Chicago’s Museum of Contemporary Art gives visitors of its “David Bowie Is” exhibit a mobile device and headset, and sensors placed throughout the exhibit trigger an audio experience in addition to the visual one.
It will be important for marketers to keep in mind what we mentioned above – that our use of this technology must provide people with utility and drive value for them – otherwise there is the possibility we push them away from our brand.
But What About My Privacy?
As with any new technology that uses data, especially location-based data, there is always a question of how individual privacy is handled. Critics of beacon technology have resisted its use, citing specific instances that have not kept the consumer in mind (for example, New York City’s test implementation of beacons in phone booths – though city-approved – was too sudden and under-promoted, causing backlash over privacy concerns).
People are going to require trust, control, and transparency as more businesses begin to use beacon technology.
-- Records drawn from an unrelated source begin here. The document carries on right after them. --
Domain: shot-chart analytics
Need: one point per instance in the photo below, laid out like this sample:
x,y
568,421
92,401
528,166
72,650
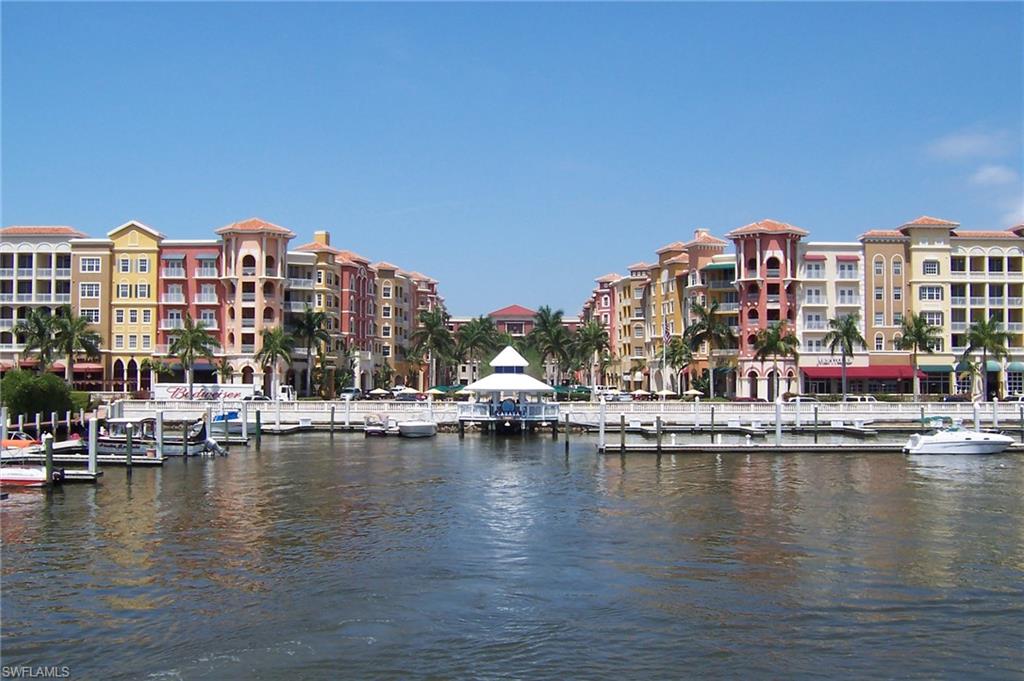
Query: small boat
x,y
377,427
27,476
19,440
954,439
417,428
115,440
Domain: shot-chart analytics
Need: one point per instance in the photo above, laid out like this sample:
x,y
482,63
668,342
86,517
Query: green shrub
x,y
23,392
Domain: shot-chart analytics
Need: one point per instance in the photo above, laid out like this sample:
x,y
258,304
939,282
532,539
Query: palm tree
x,y
311,328
36,332
987,337
590,341
72,335
432,338
918,335
776,341
550,337
278,346
192,342
679,355
476,338
709,328
844,336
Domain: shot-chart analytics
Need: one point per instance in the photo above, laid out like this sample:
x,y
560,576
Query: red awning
x,y
882,373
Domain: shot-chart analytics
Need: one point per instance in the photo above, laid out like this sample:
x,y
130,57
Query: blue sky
x,y
512,152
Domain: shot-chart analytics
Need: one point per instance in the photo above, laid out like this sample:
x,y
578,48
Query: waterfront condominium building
x,y
35,272
767,281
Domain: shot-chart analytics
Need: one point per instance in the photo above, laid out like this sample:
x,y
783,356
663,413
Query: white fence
x,y
586,413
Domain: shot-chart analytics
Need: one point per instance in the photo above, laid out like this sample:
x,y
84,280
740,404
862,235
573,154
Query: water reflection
x,y
494,557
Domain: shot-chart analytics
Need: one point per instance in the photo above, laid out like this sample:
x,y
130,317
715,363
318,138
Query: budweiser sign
x,y
202,391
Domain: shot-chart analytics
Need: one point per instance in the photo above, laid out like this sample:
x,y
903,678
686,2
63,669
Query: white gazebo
x,y
509,397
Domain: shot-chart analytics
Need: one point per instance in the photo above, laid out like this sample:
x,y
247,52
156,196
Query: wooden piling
x,y
48,458
93,434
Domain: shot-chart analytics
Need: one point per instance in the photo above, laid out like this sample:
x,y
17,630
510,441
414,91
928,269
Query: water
x,y
505,558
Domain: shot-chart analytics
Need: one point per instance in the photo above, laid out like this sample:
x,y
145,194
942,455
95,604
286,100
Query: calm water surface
x,y
505,558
Being straightforward when apps are downloaded, and making it convenient for customers to select their settings, will be integral in gaining this trust. And ultimately it circles back to using the beacons in a way that provides true utility to the customer and makes them want to receive your message.
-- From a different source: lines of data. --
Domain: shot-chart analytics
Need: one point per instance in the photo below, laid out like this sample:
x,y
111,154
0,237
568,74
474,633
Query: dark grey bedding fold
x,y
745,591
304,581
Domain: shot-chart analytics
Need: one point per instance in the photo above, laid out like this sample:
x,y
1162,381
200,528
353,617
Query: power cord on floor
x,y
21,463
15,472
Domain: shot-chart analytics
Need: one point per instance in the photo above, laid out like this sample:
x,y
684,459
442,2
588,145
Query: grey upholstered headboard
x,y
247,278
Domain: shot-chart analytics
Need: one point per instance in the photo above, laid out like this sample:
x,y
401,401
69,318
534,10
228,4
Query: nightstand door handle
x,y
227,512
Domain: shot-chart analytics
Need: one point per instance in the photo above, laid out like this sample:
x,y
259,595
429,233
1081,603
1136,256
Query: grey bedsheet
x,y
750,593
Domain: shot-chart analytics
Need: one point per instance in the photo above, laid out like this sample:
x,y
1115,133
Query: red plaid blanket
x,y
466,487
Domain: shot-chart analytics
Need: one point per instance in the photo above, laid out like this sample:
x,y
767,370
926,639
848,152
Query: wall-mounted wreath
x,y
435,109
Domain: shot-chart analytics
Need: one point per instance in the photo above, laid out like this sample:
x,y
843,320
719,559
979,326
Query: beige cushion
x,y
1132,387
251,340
And What Does The Future Hold?
Future use cases of beacon technology are widespread. While current uses will remain relevant (by making sure value to the user is intact), we will also begin to see implementations with increasing levels of creativity. Imagine citywide scavenger hunts that deliver clues by beacons; parking meters with beacons that enable people to automatically pay for parking; and creating much richer, more interactive venue experiences (such as what the MLB has begun to implement in ball parks and what the Royal Botanical Gardens is working on to provide an interactive exploration of their gardens).
And in the future, as beacon usage becomes more about the experience than driving in-store purchases, the call-to-action may shift outside the user’s physical location and into the digital space. Especially as its engagement relies on mobile devices, and with the growing number of smartphones, users are one step closer to the “click-to-call” functionality that drives more calls to your business.